Visualizing regions of uncertainty around clinical thresholds. This graphic illustrates the clinical thresholds for Mild (AHI>5), Moderate (AHI>15), and Severe (AHI>30) apnea (dashed lines) as a function of number of events (N) and total sleep time (TST). Values of (N, TST) at which the 95% bootstrap (gray regions) and exact Poisson (dotted line) confidence bounds encompass a clinical threshold. These indicate regions in which the count data alone does not provide enough information to determine the severity of a patient’s apnea. Additionally, they provide an objective definition for intermediary categories of apnea severity (e.g. Mild/Moderate, Moderate/Severe).

Figure 3:

Testing time required to differentiate a given endogenous AHI from a threshold. (A) The AHI 95 % confidence interval (gray shaded region) decreases in size given more data observed over a longer total sleep time. The point of time (vertical line) at which the confidence interval differs from the threshold (dashed horizontal line) determines the testing time required to differentiate a given endogenous rate from the threshold with 95% confidence.

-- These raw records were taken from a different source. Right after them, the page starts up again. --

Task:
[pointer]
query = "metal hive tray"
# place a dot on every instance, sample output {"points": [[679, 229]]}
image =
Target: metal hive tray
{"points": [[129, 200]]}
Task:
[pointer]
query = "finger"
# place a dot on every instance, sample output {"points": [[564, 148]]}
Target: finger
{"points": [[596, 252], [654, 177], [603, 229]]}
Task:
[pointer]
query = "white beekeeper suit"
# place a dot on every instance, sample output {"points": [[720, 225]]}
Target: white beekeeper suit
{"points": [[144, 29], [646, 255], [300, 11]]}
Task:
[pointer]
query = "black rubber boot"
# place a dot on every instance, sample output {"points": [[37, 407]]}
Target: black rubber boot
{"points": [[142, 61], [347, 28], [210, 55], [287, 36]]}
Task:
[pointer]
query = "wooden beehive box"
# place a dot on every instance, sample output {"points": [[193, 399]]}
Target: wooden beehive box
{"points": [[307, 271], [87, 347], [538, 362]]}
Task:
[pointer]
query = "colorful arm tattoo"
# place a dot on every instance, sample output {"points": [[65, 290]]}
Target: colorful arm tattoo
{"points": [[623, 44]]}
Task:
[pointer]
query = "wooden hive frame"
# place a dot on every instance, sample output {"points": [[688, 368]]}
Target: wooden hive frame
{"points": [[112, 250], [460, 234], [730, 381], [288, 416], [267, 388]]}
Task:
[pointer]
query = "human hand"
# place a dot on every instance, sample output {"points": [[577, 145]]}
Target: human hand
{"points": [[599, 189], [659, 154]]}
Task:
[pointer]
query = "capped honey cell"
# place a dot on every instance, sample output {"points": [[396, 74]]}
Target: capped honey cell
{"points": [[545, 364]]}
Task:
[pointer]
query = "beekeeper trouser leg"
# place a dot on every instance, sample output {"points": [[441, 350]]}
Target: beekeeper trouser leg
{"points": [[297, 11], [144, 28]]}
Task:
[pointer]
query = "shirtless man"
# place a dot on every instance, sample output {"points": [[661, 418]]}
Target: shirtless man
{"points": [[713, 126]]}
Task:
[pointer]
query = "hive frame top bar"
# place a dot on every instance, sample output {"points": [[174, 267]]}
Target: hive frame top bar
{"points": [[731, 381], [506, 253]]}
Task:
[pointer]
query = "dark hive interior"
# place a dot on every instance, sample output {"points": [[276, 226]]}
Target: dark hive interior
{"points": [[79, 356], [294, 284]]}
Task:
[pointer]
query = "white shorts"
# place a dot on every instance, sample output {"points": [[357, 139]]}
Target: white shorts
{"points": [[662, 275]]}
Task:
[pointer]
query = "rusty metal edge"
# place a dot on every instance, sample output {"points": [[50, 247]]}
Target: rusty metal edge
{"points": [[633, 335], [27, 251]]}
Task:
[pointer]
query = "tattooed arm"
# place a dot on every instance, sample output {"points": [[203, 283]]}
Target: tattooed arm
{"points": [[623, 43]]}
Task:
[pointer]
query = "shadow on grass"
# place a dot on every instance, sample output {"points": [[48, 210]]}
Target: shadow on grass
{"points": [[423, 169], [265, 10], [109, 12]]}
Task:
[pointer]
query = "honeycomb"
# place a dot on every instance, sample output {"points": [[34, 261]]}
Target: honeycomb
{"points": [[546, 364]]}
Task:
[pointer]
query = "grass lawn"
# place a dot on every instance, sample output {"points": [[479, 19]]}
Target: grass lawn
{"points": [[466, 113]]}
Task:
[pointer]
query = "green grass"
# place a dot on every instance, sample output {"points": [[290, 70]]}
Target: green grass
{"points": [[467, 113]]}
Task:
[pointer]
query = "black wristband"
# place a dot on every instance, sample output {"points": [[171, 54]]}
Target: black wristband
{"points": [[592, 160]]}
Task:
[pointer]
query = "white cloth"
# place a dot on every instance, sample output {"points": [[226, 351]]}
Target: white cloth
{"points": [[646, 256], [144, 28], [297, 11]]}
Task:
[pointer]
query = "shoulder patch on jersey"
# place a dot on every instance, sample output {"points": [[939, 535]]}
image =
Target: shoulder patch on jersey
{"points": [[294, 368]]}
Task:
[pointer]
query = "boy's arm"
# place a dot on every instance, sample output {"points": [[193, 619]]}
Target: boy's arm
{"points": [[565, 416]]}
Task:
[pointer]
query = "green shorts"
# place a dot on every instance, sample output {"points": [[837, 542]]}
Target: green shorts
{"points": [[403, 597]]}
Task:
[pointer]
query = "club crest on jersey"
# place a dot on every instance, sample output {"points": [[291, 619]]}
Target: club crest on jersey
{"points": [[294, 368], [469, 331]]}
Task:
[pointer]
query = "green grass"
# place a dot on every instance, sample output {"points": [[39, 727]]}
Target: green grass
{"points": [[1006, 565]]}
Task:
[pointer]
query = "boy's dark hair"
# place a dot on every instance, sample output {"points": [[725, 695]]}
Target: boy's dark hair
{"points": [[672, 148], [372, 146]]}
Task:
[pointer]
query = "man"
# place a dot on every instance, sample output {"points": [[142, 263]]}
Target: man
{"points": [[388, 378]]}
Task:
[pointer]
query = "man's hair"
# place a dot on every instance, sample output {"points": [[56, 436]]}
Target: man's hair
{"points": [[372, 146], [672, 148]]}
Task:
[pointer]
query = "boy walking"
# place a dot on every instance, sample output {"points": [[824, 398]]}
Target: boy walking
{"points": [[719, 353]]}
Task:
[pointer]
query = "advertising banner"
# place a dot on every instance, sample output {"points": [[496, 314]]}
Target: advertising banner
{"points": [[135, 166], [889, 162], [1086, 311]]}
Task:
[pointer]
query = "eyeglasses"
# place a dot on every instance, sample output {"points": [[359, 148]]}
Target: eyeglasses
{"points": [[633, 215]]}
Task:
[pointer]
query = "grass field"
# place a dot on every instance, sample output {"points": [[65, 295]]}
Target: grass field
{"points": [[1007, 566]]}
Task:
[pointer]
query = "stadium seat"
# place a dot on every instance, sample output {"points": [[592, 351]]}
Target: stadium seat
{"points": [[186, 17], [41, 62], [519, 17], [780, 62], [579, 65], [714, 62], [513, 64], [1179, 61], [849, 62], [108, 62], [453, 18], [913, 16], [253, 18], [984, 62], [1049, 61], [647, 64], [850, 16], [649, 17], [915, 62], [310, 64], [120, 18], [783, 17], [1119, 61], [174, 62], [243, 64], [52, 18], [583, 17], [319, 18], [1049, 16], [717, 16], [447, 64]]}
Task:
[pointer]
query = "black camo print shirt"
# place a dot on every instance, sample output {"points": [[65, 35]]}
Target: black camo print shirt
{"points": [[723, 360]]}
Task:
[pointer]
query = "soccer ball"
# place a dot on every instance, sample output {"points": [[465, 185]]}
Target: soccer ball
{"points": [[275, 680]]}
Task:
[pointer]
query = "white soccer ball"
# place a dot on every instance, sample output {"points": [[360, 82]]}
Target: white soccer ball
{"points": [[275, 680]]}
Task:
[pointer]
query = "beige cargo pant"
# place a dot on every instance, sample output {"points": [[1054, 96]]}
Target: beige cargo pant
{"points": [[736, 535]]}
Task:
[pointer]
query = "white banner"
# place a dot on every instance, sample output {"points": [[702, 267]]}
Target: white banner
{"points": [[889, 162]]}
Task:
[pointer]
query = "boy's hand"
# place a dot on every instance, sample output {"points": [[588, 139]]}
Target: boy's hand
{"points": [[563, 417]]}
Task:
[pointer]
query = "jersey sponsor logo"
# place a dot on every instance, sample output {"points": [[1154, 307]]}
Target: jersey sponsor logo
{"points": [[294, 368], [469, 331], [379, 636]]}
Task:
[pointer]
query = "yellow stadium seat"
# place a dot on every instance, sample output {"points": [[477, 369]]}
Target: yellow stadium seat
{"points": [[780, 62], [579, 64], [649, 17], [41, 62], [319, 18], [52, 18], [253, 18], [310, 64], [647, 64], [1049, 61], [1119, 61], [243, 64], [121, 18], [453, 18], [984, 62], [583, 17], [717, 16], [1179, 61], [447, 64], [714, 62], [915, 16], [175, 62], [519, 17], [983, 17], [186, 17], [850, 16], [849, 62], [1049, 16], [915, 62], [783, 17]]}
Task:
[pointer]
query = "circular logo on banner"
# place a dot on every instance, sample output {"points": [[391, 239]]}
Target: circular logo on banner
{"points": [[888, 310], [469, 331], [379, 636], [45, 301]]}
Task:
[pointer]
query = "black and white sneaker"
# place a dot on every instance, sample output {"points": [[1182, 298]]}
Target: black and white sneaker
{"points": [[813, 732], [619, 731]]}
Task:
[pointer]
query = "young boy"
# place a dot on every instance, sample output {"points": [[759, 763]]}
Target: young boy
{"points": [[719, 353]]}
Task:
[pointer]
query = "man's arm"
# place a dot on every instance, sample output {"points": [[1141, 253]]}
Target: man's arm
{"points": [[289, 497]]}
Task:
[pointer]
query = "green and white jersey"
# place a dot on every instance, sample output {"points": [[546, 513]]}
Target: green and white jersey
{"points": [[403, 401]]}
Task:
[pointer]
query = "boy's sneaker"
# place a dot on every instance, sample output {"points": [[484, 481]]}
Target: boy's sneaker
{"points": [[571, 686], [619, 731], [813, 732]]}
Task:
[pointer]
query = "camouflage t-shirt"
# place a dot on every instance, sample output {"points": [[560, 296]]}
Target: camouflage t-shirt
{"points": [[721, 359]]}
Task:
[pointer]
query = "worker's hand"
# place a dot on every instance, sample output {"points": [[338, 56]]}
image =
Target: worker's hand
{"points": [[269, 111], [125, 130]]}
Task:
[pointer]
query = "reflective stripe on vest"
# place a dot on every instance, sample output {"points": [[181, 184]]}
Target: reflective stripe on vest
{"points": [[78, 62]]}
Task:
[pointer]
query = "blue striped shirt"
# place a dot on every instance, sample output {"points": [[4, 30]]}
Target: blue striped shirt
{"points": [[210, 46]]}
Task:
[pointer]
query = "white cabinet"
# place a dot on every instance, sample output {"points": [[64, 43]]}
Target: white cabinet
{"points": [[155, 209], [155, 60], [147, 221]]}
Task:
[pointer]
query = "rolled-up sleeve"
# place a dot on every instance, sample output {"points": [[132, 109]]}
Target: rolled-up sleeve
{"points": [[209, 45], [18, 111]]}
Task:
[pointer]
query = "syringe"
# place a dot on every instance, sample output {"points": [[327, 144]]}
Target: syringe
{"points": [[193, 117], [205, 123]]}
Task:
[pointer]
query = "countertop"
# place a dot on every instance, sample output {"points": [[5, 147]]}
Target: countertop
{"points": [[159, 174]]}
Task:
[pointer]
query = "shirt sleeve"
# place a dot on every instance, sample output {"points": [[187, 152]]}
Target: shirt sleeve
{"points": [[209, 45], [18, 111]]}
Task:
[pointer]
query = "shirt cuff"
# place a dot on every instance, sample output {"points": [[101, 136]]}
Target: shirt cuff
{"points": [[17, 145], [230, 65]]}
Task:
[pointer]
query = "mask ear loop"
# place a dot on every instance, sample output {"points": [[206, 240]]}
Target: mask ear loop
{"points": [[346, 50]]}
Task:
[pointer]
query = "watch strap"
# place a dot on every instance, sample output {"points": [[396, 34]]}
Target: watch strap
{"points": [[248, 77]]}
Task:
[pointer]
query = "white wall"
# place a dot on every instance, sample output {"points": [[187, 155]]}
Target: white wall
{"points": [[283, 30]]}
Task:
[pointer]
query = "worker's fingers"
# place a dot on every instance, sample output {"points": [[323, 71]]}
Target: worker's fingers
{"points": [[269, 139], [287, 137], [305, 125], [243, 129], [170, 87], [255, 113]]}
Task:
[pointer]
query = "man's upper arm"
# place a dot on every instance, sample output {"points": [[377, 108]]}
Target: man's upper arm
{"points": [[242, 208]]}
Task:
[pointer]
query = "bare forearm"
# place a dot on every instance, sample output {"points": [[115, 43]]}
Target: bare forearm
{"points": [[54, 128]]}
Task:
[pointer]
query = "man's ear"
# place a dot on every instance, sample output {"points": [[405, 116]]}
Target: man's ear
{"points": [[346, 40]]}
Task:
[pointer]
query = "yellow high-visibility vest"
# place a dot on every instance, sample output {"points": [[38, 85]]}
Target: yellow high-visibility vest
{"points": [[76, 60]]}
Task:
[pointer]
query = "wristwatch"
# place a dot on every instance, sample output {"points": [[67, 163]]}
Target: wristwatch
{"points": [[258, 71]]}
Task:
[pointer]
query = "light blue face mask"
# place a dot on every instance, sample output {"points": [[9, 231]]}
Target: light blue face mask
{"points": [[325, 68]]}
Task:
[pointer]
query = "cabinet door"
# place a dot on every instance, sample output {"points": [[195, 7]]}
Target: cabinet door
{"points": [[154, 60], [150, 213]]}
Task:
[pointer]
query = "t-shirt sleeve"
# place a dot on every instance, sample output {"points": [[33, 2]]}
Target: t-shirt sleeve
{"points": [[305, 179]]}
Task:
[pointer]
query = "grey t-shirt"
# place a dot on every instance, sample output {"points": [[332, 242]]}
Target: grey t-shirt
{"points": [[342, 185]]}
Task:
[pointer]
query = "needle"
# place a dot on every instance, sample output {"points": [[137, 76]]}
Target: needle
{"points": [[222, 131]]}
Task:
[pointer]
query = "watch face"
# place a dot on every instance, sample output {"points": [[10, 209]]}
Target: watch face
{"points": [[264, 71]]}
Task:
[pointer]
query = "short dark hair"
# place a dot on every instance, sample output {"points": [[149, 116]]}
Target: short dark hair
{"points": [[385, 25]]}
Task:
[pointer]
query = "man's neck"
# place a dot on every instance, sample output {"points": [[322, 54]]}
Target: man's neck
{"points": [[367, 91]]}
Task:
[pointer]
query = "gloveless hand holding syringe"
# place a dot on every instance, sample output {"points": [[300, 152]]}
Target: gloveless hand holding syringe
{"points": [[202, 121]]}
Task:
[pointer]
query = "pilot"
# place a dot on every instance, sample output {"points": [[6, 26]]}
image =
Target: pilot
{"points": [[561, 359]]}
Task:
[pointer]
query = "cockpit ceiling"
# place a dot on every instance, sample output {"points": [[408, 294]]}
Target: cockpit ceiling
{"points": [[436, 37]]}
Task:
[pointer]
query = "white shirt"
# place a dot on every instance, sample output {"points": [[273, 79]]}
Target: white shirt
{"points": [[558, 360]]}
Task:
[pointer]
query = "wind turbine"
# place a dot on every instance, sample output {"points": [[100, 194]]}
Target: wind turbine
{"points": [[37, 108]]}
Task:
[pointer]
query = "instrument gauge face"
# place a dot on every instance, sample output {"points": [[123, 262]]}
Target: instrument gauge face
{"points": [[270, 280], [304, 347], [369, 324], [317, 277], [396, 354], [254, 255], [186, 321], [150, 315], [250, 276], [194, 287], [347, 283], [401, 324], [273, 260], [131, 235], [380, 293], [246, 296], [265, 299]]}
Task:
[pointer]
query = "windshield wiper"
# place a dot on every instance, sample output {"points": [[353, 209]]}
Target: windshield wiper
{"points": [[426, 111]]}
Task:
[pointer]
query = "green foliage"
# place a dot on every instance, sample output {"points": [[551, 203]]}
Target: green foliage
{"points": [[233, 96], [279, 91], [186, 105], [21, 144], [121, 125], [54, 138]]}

The larger the difference between the endogenous rate and the threshold, the shorter testing time required, such that it would take 99.10 hours of testing to distinguish an AHI of 3.9 from a threshold of 5 (bottom panel), but only 9.70 hours for an AHI of 3 (top panel). (B) Generalizing, it is possible to show the testing time required to differentiate a range of endogenous rates from thresholds of 5 (left panel) and 15 (right panel). As the endogenous rates approach the threshold, the time required diverges towards infinity.